Accounts receivable days decreased to 36.1 for the current quarter from 42.1 days last year, reported Chad Crow, BFS' senior vice president and chief financial officer. Inventory turns improved to 9.1 from 7.7. The operating cash flow was a negative $26.9 million, but Crow noted that the company received a $33.8 million income tax refund in April.

Lumber and lumber sheet goods accounted for $44.4 million of the first quarter's sales, or 27.5% of total revenue. Sales of windows and doors brought in another $36.9 million, or 22.9% of total sales, while prefabricated components sales totaled $32 million (19.8% of total) and millwork added $17.8 million to company coffers (11% of total sales). Other building products and services accounted for $30.3 million in sales, or 18.8% of the total.

Sherman noted that housing starts in the first quarter may be improving, but the number of homes in the construction pipeline continues to decrease.

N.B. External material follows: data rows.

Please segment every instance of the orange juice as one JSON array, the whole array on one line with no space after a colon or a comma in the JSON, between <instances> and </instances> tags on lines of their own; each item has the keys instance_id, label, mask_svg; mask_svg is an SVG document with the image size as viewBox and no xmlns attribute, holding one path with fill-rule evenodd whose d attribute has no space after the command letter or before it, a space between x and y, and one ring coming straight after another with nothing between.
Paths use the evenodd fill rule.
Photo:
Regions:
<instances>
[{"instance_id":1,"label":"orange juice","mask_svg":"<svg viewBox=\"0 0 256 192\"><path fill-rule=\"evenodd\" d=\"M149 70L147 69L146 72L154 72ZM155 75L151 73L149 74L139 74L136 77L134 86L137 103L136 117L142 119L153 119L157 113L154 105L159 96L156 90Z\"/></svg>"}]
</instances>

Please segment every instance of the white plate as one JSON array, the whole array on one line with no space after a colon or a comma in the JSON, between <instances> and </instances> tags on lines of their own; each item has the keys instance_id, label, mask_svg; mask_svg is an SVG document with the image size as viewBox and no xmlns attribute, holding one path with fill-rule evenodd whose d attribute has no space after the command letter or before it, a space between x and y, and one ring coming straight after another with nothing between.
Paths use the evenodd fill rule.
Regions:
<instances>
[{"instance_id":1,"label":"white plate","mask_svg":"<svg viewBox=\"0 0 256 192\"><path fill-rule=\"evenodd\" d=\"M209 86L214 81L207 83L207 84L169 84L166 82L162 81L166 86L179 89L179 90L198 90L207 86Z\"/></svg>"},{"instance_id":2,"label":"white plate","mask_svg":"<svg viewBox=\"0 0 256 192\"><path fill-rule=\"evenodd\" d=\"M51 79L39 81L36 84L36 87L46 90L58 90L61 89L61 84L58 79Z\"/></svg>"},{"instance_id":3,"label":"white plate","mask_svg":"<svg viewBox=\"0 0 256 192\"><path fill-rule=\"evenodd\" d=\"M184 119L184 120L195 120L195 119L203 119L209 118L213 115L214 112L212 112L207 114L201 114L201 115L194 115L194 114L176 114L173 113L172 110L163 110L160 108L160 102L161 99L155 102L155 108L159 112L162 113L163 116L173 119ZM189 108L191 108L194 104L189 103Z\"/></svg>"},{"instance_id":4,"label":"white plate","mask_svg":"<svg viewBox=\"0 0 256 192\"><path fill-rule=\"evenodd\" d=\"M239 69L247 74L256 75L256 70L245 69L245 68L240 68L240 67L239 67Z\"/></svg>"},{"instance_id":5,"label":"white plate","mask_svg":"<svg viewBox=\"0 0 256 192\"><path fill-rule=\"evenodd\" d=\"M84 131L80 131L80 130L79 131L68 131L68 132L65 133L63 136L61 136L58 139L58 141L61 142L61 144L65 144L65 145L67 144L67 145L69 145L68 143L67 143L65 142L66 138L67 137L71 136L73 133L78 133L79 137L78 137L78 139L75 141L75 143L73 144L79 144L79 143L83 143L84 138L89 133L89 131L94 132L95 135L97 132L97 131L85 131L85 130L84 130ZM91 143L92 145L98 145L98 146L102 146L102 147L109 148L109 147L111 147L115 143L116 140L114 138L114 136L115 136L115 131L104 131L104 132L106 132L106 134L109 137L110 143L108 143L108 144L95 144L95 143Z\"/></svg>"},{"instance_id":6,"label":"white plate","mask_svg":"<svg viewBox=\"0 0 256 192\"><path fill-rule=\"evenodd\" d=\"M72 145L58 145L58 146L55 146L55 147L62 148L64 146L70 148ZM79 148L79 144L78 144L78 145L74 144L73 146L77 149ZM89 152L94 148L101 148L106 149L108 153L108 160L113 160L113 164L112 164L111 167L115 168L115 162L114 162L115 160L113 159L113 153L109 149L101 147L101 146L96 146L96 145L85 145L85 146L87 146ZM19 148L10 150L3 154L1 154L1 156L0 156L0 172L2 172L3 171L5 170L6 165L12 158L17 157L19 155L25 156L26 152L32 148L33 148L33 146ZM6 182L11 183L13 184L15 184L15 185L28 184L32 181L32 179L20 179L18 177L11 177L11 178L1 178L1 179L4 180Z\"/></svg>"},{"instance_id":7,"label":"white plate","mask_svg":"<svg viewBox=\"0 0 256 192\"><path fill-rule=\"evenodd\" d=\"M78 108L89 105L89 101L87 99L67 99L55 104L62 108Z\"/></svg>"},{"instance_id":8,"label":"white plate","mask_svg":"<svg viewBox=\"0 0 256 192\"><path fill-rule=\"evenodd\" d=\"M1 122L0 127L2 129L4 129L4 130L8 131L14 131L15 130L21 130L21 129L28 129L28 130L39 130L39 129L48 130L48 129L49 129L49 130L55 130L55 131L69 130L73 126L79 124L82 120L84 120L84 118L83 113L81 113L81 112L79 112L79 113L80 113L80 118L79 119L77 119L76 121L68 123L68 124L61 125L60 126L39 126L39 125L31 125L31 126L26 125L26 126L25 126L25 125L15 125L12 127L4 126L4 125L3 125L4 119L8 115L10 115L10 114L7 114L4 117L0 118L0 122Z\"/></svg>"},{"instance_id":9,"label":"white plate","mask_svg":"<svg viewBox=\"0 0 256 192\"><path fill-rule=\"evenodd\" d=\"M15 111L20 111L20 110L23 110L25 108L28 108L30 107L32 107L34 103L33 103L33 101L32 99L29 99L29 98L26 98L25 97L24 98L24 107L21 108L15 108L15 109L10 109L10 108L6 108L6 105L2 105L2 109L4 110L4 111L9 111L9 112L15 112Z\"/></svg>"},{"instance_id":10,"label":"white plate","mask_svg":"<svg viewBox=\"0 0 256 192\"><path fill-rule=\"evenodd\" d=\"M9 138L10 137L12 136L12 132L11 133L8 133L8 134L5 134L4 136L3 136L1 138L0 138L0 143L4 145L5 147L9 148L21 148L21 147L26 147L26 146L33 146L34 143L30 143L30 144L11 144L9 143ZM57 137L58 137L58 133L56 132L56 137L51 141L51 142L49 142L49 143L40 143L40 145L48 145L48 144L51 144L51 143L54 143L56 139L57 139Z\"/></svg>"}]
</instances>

"Although housing starts have somewhat stabilized, we continue to experience intense pricing pressure from competition, and rapidly rising commodity prices will continue to present challenges in the second quarter," Sherman continued. "We also do not yet know the future impact on our sales, if any, that may result from the upcoming expiration of the federal tax credit for first-time homebuyers. However, while industry conditions remain difficult, our improved liquidity position, coupled with our $33.8 million federal income tax refund received in April, currently has us well positioned to take advantage of a housing recovery."